Heavy monsoon rains wreak havoc across India
Severe flooding has affected hundreds of thousands across Bangladesh and Myanmar, according to the UN Office for the Coordination of Humanitarian Affairs. In India, at least 150 people are dead and more than a million displaced by heavy monsoon rains made worse when Cyclone Komen swept the country. FSRN’s Jasvinder Sehgal has more.
Two days after Cyclone Komen affected Bangladesh, eastern and northern Indian states are racked by heavy rains and floods. Manipur, Odisha and West Bengal states are also hard hit.
In India’s central Madhya Pradesh, 31 people died Tuesday when two passenger trains traveling in opposite directions derailed within minutes of each other while crossing a small bridge. Seventy-two people were injured; more than 300 were rescued after the carriages flipped into the river. Witnesses say that many others were washed away by the river’s currents.
”The prima facie cause of the incident is stated to be flash floods due to heavy rains,” explained India’s railway minister, Suresh Prabhu. “Statutory inquiry into the accident has been ordered to be conducted by Commissioner of Railway Safety. Help line numbers have been set up at all important locations. Railways have been instructed to take all precautions in flood affected areas.”

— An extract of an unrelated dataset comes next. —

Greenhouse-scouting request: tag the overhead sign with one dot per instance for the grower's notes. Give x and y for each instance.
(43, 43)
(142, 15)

Prime Minister Narendra Modi announced aid for victims of the incident; $3200.00 each for the next of kin of those who lost their lives, $800.00 for those seriously injured in the accident.
The railway accident highlights both the effects of rampant flooding in the country and the deteriorating state of India’s railway system. According to federal data, in 2014 more than 25,000 people died in rail accidents in the country.
Meanwhile, ongoing seasonal flooding continues. Twelve people died after a 50-year-old building collapsed near India’s business capital city of Mumbai. Last week, another 40-year-old building fell, killing nine.
Heavy to very heavy rains are expected to continue and the death toll will likely rise once flood waters recede and residents can return to more than 10,000 villages currently submerged.